What are they? I have quarantined the plants of course.... I got them from reputable Amazon seller. The aunbias didn't come in good condition. They do have multiple leaves damaged due to holes, burns and those white dots on those that look healthy otherwise. No yellowing anywhere. The stems look in good condition and the root system looks healthy too.


----------



## AquaPlayz (Aug 14, 2015)

Can you post a picture of the spots?
Do they come off the leaf alittle? Like it's type of egg or something?
What do you have in your tank?


----------



## RussellTheShihTzu (Mar 19, 2013)

Do you have a Nerite Snail? If so, they could be Nerite eggs.


----------



## mattdocs12345 (Oct 13, 2014)

I don't have any snails. I don't know if the producer that sold me does or not.


----------



## Mousie (Feb 16, 2015)

I agree with Russel. 

An option; If they're still in quarantine...you can soak Anubias for 2 to 3 hours in a McCormick Alum (found in the spice isle in the grocery store) and water solution in a bucket. (1 to 3 tablespoons per gallon.) That should kill the snail eggs. Keep an eye on the plant while it is soaking.
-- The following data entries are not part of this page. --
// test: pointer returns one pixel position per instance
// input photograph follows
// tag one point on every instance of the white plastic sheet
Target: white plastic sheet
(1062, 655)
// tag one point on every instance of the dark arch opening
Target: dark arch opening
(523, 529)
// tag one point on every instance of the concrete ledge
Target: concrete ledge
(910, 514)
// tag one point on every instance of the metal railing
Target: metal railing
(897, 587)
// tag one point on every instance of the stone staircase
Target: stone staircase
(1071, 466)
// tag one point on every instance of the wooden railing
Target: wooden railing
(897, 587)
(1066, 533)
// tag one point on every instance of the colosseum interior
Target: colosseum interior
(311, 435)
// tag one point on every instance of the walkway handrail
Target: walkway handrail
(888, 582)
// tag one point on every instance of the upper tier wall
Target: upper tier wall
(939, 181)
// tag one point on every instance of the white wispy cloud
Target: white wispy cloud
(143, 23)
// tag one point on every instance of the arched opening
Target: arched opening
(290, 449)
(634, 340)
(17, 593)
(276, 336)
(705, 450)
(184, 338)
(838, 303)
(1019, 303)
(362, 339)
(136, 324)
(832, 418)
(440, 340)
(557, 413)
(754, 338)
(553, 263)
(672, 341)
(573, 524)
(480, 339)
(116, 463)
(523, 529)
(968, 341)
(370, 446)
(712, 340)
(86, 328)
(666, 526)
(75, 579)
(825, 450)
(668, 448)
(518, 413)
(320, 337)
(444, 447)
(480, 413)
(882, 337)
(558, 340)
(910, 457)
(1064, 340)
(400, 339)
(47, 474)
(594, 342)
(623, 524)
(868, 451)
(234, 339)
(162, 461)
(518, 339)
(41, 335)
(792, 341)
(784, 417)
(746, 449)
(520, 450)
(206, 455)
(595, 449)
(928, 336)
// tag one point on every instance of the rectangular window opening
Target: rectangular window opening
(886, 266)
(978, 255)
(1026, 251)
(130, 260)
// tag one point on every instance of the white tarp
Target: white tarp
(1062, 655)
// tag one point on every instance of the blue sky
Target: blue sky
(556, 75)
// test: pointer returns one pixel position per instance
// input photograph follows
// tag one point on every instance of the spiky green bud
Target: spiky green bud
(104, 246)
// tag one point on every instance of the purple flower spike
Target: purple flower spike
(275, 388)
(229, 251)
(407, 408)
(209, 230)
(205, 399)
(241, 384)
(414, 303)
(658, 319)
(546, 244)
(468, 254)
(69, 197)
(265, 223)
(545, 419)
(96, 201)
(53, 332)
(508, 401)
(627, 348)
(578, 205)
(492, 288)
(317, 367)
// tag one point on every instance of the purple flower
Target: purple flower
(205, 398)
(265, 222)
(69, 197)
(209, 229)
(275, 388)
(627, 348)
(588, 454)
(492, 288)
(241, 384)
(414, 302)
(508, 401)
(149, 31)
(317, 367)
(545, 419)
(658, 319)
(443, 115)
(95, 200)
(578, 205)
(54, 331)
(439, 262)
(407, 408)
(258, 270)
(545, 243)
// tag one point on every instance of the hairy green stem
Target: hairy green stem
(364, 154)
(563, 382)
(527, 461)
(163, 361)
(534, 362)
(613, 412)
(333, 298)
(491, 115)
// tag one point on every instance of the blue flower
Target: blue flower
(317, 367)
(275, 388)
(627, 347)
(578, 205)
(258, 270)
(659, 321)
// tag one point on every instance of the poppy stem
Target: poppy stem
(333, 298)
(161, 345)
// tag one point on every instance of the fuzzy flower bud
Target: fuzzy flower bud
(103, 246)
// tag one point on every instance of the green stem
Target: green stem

If the plants are in the qt, when the tank is empty you can triple dose the tank with aquarium salt to kill any eggs that may be in there.


----------



## RussellTheShihTzu (Mar 19, 2013)

A photo would help. 

Does the rhizome smell?


----------



## jadaBlu (Feb 14, 2013)

Can't be sure without seeing but sounds like nerite eggs which don't hatch in freshwater. I could not find any on a plant but they look like this:

http://www.fishlore.com/fishforum/a...954-nerite-eggs-really-pmb_nerite_eggs_01.jpg


----------